The Israeli army said Wednesday it had struck about 250 targets in Gaza over the past 24 hours and claimed that troops had found a major arms depot “in the heart of a civilian population” near a clinic and school in the north of the territory.

“The depot contained hundreds of RPG missiles and launchers of various types, dozens of anti-tank missiles,” explosives and drones, it said in a statement.

AFP footage from Wednesday showed smoke trails after rocket fire from Rafah towards Israel. According to the Israeli military, three Israeli soldiers were killed in fighting in Gaza on Wednesday.

Mass civilian casualties in the war have sparked global concern, heightened by dire shortages caused by an Israeli siege that has seen only limited supplies of food, water, fuel and medicines enter.

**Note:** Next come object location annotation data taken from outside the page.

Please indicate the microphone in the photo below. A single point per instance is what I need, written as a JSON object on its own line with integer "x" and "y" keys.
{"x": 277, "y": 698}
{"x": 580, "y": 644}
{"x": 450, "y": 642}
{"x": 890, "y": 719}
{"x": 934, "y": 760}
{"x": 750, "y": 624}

On Wednesday, Israel approved a “minimal” increase in fuel supplies to Gaza, to prevent a “humanitarian collapse and the outbreak of epidemics in the south of the Gaza Strip”, according to Netanyahu’s office.

The war has sparked fears of a wider regional conflict, with near-daily exchanges of fire with Hezbollah across Israel’s border with Lebanon and a surge of deadly violence in the occupied West Bank.

On Wednesday, Israel claimed a missile fired at the Red Sea town of Eilat “was successfully intercepted” after sirens blared in the resort.

In the occupied West Bank, Israeli troops raided two refugee camps and killed three Palestinians, one aged 16, according to the Palestinian health ministry and Wafa news agency.

Palestinian authorities say more than 250 Palestinians have been killed by Israeli fire or settler attacks since the war began.

Israeli authorities meanwhile approved the construction of more than 1,700 new homes, a non-governmental organisation said Wednesday, a move constituting the expansion of settlements in occupied east Jerusalem.

Half the “new neighbourhood” comprising 1,738 housing units will be in the city’s annexed east, the Israeli NGO Peace Now said.

“If it weren’t for the war (between Israel and Hamas), there would be a lot of noise. It’s a highly problematic project for the continuity of a Palestinian state between the southern West Bank and east Jerusalem,” Peace Now’s Hagit Ofran told AFP.